Anhang 4: Ableitung für die SPA „Modul 19"
- Hook (2 Min.): „Deine beste Stunde" als Reflexions-Prompt → App konfrontiert mit der Paradox-Kurve: „Woran hast du sie gemessen – an der linken oder der rechten Säule?"
- See it (4 Min.): Kurven-Simulation interaktiv: Regler „Übungsverteilung" (geblockt ↔ verteilt) bewegt beide Säulenpaare live; zweiter Regler „Wiederholungs-Klicks" flacht die Ebbinghaus-Kurve (Modul-15-Explorer wird wiederverwendet).
- Name it (3 Min.): Einbau-Regeln + Prüfungsregel als Karten; Stimmt/stimmt-nicht-Swipe (die 4 Kalibrier-Aussagen).

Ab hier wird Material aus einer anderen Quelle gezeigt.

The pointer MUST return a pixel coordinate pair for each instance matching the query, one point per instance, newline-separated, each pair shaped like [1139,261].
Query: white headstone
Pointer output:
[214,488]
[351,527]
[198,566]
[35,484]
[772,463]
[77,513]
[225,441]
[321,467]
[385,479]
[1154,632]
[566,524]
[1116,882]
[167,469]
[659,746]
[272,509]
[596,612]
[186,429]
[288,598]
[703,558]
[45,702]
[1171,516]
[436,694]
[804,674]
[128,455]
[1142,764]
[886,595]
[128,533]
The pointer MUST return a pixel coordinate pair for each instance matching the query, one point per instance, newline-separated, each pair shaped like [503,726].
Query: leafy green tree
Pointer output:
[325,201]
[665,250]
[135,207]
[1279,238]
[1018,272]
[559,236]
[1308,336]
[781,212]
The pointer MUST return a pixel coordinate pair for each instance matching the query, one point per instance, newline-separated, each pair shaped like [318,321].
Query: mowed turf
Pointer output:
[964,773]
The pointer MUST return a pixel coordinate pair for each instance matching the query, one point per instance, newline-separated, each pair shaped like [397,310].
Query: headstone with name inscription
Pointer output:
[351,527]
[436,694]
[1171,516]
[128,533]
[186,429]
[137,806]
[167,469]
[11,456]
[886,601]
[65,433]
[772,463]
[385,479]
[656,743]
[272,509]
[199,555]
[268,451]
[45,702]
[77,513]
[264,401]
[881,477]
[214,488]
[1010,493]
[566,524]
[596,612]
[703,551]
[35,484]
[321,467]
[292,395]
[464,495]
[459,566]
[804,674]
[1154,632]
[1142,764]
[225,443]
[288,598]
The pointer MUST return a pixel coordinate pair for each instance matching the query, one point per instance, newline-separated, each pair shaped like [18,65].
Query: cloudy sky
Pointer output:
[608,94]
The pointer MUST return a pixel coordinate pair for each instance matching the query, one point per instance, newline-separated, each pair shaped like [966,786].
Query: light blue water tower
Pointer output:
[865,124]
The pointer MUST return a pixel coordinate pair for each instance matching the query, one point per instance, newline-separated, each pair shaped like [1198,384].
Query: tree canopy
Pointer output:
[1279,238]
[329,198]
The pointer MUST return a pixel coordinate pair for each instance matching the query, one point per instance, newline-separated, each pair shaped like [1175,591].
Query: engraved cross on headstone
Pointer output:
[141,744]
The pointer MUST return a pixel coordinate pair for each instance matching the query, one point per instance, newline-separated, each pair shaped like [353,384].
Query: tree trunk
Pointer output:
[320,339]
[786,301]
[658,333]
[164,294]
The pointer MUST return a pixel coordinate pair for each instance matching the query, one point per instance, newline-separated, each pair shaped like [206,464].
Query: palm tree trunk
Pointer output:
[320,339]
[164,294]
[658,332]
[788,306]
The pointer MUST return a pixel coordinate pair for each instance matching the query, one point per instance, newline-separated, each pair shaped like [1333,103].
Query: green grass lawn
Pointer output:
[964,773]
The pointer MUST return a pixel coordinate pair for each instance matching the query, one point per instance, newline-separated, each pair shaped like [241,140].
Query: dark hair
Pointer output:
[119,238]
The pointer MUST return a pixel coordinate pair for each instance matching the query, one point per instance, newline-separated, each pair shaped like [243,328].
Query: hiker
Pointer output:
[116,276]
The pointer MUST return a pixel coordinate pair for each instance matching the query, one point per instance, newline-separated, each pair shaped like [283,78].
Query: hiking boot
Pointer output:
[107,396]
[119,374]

- Do it – Spacing-Planer (8 Min., Engine!): Kernthemen + Termine eingeben → App generiert Wiederkehr-Vorschläge (+1/+4/+10) als Kalender-Landkarte; „Verwaiste Themen"-Detektor markiert alles ohne Wiederkehr rot; Export/Erinnerungen.
- Blatt-Umbau-Spiel: Das 10-Aufgaben-Blatt als Drag-&-Drop – 3 Aufgaben ersetzen, Position wählen; Scoring: Verwechslungspotenzial der Alt-Aufgaben + Position ≥ 4; Sprachfach-Level als Alternative.
- Quiz (Teil 2) + 30 % Altfragen; F1/F5 sind Langzeit-Anker. Abschluss: Action-Step-Formular mit Ankündigungs-Skript-Feld (wörtlich) + Protest-Antwort-Checkbox.